| |
- stddev_samp(value_expression)
- DESCRIPTION:
Function returns the sample standard deviation for the non-null data
points in value_expression.
The standard deviation is the second moment of a distribution. For a sample,
it is a measure of dispersion from the mean of that sample. The computation
is more conservative for the population standard deviation to minimize the
effect of outliers on the computed value.
When there are fewer than two non-null data points in the sample used for the
computation, the function returns NULL.
PARAMETERS:
value_expression:
Required Argument.
Specifies a ColumnExpression of a numeric column for which sample
standard deviation is to be computed.
Format for the argument: '<dataframe>.<dataframe_column>.expression'.
NOTE:
Function accepts positional arguments only.
EXAMPLES:
# Load the data to run the example.
>>> load_example_data("dataframe", "admissions_train")
>>>
# Create a DataFrame on 'admissions_train' table.
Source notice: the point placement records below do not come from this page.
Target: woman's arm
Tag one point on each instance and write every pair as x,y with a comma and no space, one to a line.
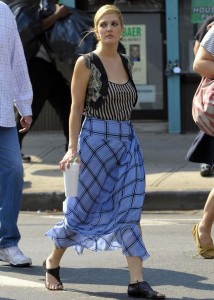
79,86
204,63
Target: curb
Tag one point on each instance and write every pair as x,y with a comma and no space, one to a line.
154,201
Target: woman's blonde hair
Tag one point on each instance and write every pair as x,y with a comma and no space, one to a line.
102,11
106,10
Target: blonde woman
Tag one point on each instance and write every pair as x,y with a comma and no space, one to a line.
106,213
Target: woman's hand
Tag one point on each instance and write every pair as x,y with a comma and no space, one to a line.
69,158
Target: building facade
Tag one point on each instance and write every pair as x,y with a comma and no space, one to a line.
159,36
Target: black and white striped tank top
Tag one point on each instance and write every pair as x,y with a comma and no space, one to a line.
118,105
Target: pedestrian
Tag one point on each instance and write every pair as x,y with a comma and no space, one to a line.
47,82
205,169
15,91
202,150
106,213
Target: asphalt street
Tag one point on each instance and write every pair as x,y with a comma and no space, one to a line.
172,267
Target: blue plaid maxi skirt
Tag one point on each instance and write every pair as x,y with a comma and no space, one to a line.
106,212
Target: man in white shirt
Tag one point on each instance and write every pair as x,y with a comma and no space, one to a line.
15,90
47,82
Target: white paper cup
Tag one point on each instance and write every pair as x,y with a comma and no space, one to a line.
71,176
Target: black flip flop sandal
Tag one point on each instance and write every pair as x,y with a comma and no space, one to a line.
55,273
143,290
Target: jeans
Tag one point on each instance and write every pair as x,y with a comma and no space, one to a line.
11,186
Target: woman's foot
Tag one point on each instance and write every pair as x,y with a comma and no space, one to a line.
52,278
143,290
206,249
204,238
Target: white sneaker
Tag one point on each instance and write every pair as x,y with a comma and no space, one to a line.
15,257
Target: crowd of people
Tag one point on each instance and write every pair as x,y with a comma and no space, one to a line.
105,214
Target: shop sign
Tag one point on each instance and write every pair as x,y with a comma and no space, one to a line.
134,41
201,10
146,94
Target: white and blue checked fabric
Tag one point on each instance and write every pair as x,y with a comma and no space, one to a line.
105,214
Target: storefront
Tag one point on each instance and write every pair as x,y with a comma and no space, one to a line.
159,34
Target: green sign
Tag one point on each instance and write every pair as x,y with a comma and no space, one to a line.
201,10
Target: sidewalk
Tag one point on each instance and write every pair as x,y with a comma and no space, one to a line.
172,183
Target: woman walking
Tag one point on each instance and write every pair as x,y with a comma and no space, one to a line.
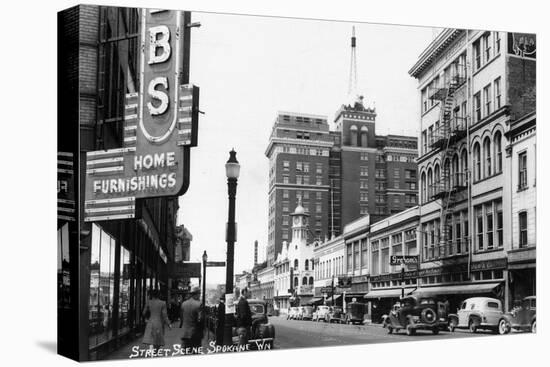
157,319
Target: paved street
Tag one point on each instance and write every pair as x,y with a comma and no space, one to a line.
299,334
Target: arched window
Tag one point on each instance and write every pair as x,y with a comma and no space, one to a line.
437,180
477,162
456,178
364,135
487,157
423,188
430,184
497,142
353,135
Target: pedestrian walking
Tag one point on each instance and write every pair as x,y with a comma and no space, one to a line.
243,318
220,325
156,322
191,320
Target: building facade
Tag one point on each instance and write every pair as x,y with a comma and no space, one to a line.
328,258
298,153
370,174
473,86
294,264
394,236
115,263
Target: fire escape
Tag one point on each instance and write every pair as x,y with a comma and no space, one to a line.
451,182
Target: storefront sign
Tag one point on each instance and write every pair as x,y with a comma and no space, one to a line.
187,270
229,303
489,264
522,45
393,276
359,279
160,124
409,261
65,187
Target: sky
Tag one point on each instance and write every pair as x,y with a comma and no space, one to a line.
250,67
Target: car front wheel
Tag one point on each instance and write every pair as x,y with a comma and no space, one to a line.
503,327
472,326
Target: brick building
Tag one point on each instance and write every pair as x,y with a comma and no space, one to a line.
298,153
340,175
477,91
120,260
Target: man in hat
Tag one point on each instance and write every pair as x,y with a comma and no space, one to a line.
221,321
243,318
191,320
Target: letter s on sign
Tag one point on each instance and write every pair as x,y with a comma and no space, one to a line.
157,94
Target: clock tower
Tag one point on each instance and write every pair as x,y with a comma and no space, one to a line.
299,224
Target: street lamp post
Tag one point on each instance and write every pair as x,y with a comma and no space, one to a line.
204,260
232,170
402,279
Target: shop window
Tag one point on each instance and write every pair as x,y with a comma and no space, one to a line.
63,271
522,229
102,272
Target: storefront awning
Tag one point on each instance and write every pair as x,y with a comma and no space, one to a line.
336,296
314,301
388,293
458,289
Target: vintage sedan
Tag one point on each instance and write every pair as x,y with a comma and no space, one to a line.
306,313
321,314
336,314
523,317
415,313
261,331
355,312
479,313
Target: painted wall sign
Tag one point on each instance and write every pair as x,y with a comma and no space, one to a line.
160,124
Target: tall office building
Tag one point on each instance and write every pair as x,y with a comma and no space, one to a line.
369,174
298,153
340,175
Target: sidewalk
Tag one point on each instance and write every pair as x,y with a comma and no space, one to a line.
172,338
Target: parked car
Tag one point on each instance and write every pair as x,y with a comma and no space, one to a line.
416,313
355,311
336,314
261,330
292,313
523,317
321,313
307,313
479,313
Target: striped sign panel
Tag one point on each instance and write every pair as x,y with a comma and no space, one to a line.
66,209
187,115
109,209
105,162
107,165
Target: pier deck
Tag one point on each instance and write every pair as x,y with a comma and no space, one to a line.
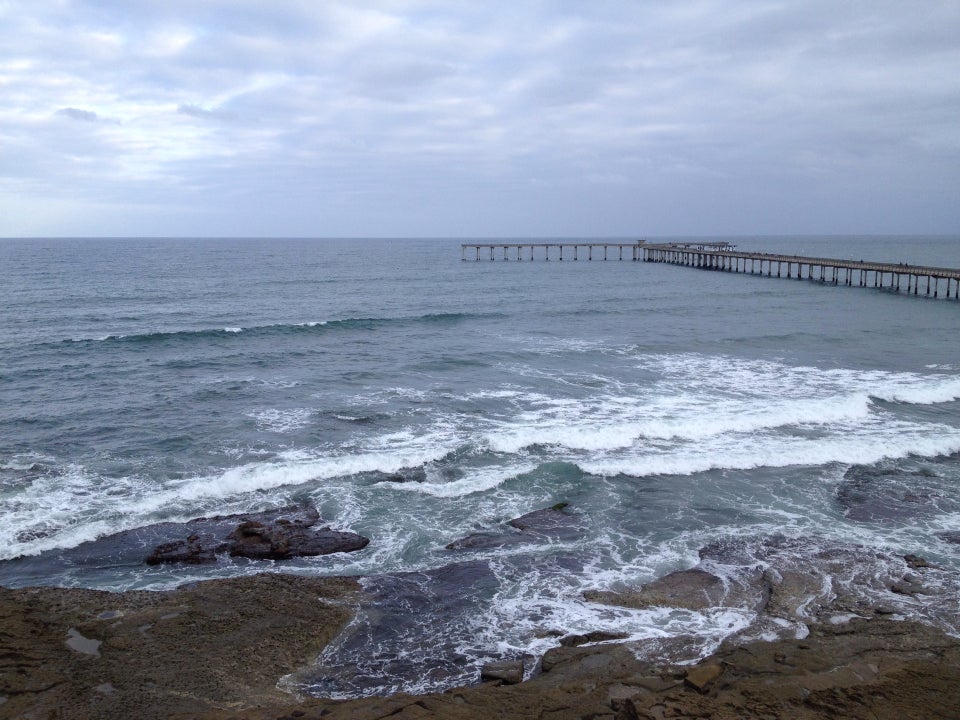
828,270
574,250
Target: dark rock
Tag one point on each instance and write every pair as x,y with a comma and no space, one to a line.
625,709
593,636
281,542
548,525
405,475
509,672
191,551
694,589
908,588
951,537
888,492
272,535
702,676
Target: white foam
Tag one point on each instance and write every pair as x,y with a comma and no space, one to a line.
475,481
282,421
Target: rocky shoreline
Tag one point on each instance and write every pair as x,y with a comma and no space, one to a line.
829,638
217,650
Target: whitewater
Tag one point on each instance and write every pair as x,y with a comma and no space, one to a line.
417,399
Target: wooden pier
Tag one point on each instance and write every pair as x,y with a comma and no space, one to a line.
575,250
826,270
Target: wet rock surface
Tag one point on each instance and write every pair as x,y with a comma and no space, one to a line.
274,535
198,541
892,493
540,526
217,649
73,653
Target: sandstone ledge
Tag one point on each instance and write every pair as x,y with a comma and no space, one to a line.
216,650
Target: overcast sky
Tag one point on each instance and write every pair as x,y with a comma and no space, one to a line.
502,118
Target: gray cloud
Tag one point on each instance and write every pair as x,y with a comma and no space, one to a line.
409,117
201,112
77,114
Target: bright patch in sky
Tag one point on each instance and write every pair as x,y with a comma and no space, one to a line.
407,117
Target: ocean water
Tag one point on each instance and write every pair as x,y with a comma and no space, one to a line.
147,381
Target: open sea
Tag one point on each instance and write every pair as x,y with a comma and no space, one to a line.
415,398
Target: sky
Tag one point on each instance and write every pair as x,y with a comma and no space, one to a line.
503,118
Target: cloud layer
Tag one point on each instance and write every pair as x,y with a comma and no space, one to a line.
403,117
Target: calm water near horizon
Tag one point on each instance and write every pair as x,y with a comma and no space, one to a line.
157,380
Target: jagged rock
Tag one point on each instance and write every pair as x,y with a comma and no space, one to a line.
594,636
693,589
283,541
884,492
273,535
549,524
702,676
191,551
509,672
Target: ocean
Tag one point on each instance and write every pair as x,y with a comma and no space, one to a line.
416,399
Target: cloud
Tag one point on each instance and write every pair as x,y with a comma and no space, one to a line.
700,116
77,114
204,113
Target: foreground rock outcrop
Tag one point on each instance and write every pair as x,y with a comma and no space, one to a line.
273,535
830,641
222,644
550,524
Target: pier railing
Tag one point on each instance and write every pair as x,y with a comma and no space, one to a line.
864,273
587,250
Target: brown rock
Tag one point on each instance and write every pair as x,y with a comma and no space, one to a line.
509,672
701,676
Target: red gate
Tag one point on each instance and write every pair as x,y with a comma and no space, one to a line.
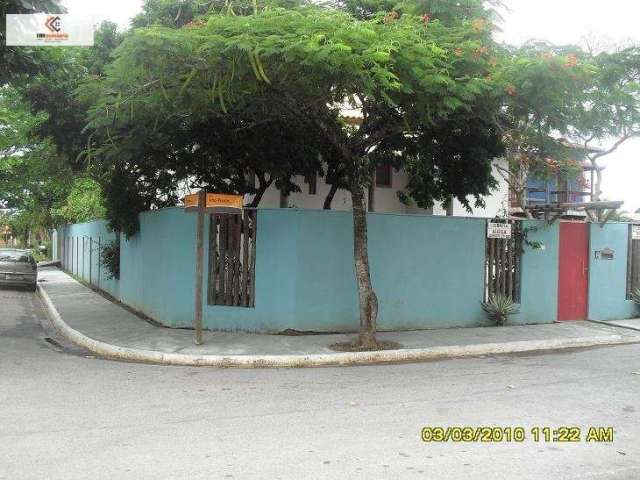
573,279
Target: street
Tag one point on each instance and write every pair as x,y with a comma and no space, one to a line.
67,415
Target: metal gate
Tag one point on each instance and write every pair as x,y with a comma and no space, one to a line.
232,254
503,264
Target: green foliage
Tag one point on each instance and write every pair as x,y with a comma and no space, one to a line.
83,203
635,296
110,259
65,90
499,308
291,75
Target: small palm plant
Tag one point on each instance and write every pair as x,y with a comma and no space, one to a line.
499,307
635,296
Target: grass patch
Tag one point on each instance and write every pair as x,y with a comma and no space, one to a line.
356,347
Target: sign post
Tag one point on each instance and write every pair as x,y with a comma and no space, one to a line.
197,321
498,230
205,203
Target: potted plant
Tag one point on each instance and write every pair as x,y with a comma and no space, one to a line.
635,296
499,307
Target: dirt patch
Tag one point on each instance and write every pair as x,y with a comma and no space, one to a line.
356,347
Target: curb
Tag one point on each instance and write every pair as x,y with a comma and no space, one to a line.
127,354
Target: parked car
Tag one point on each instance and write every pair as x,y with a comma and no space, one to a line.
18,268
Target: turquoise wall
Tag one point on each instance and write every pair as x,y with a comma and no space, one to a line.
93,233
428,272
608,278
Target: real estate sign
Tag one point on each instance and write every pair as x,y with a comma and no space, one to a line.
498,230
216,203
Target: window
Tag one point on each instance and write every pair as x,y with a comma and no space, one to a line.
313,184
633,260
383,176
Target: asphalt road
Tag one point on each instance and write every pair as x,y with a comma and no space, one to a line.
66,415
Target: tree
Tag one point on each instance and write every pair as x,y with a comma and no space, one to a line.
408,74
610,115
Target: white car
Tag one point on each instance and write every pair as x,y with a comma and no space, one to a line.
18,268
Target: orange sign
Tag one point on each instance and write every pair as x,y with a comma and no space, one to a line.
215,201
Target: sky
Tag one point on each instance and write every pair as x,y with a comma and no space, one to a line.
557,21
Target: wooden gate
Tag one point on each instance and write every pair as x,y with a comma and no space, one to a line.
573,277
232,254
503,264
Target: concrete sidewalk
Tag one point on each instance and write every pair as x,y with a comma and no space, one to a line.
109,330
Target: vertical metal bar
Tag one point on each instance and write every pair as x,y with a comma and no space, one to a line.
222,240
83,254
491,279
197,321
230,269
503,266
213,233
90,260
254,238
237,298
245,257
510,266
99,260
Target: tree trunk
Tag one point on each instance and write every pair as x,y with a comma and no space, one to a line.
367,297
259,193
329,198
598,186
522,203
449,206
284,200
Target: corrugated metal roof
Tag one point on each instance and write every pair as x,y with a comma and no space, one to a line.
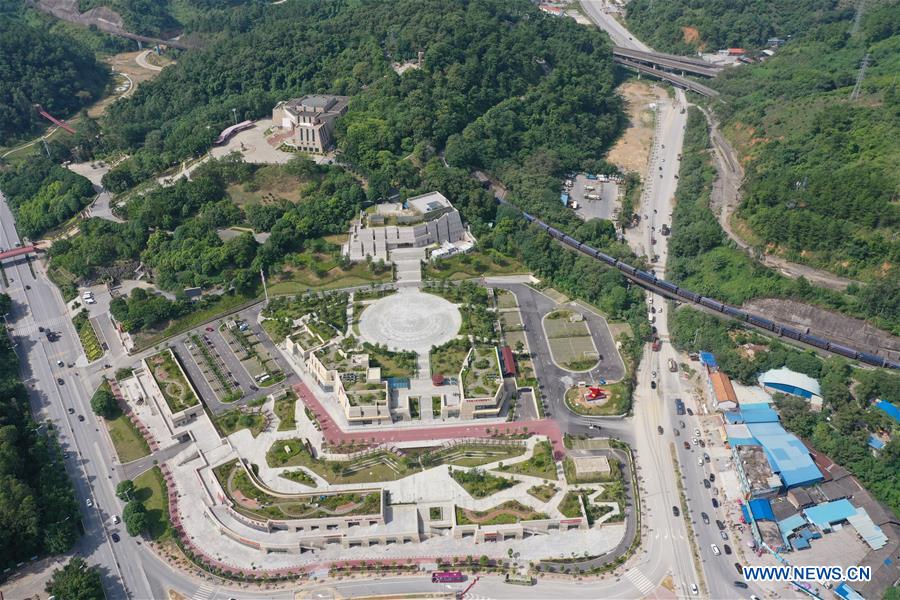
867,529
891,410
787,377
786,453
823,515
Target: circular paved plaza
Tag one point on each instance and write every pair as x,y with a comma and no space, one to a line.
410,320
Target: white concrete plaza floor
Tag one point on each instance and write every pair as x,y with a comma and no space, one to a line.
410,320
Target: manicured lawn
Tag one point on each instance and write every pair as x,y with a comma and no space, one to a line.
150,489
235,420
570,506
541,464
480,484
285,410
474,264
447,360
300,476
616,404
569,469
543,492
129,443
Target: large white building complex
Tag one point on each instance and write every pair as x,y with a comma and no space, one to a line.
422,221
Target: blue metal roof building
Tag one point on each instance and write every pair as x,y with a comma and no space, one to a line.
823,515
889,409
786,453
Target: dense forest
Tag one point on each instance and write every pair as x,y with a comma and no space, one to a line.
38,513
54,70
821,175
503,87
689,26
43,194
703,258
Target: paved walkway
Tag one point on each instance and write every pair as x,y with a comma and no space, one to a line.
335,435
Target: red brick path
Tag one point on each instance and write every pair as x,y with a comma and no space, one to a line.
335,436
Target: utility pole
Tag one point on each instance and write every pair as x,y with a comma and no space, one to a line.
265,289
859,77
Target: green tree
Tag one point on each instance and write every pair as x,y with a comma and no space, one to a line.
125,490
76,581
104,403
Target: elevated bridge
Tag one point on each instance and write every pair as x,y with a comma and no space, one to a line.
682,82
14,252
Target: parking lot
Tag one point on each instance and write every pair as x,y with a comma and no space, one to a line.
228,365
589,208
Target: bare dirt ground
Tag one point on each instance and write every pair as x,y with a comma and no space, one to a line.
632,151
825,323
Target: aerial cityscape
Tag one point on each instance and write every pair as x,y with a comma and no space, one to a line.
576,299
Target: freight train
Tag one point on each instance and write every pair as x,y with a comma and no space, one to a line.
650,279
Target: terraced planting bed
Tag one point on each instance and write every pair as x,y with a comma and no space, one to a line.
504,514
176,390
540,464
88,337
481,484
256,503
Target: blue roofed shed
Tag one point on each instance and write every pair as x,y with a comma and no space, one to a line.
888,408
786,453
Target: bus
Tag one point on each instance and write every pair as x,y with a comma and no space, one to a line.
447,577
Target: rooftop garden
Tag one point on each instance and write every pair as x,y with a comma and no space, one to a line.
541,463
176,391
481,484
254,502
482,375
503,514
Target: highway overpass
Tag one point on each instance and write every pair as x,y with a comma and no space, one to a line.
682,82
683,64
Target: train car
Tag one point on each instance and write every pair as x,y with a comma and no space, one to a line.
871,359
710,303
814,341
625,267
791,333
733,312
606,258
760,322
571,241
842,350
692,296
667,285
645,276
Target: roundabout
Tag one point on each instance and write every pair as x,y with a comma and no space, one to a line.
410,320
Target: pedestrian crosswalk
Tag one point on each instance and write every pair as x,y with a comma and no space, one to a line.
204,592
640,581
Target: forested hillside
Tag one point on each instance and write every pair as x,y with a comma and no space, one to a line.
38,513
56,71
689,26
821,169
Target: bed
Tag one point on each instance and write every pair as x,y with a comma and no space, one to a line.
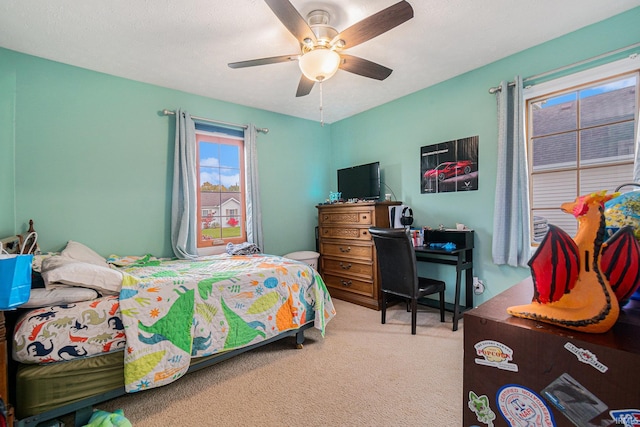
144,322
>>> admissions_train = DataFrame("admissions_train")
>>> admissions_train
masters gpa stats programming admitted
id
22 yes 3.46 Novice Beginner 0
36 no 3.00 Advanced Novice 0
15 yes 4.00 Advanced Advanced 1
38 yes 2.65 Advanced Beginner 1
5 no 3.44 Novice Novice 0
17 no 3.83 Advanced Advanced 1
34 yes 3.85 Advanced Beginner 0
13 no 4.00 Advanced Novice 1
26 yes 3.57 Advanced Advanced 1
19 yes 1.98 Advanced Advanced 0
>>>
# Example 1: Calculate the sample standard deviation for the values in
# "gpa" column.
# Import func from sqlalchemy to execute stddev_samp function.
>>> from sqlalchemy import func
# Create a sqlalchemy Function object.
>>> stddev_samp_func_ = func.stddev_samp(admissions_train.gpa.expression)
>>>
# Pass the Function object as input to DataFrame.assign().
>>> df = admissions_train.assign(True, stddev_samp_gpa_=stddev_samp_func_)
>>> print(df)
stddev_samp_gpa_
0 0.513764
>>>
# Example 2: Calculate the sample standard deviation for the values in
# "gpa" column for each level of programming.
# Note:
# When assign() is run after DataFrame.groupby(), the function ignores
# the "drop_columns" argument.
>>> admissions_train.groupby("programming").assign(stddev_samp_gpa_=func.stddev_samp(admissions_train.gpa.expression))
programming stddev_samp_gpa_
0 Advanced 0.493990
1 Novice 0.646736
2 Beginner 0.354706
>>>
|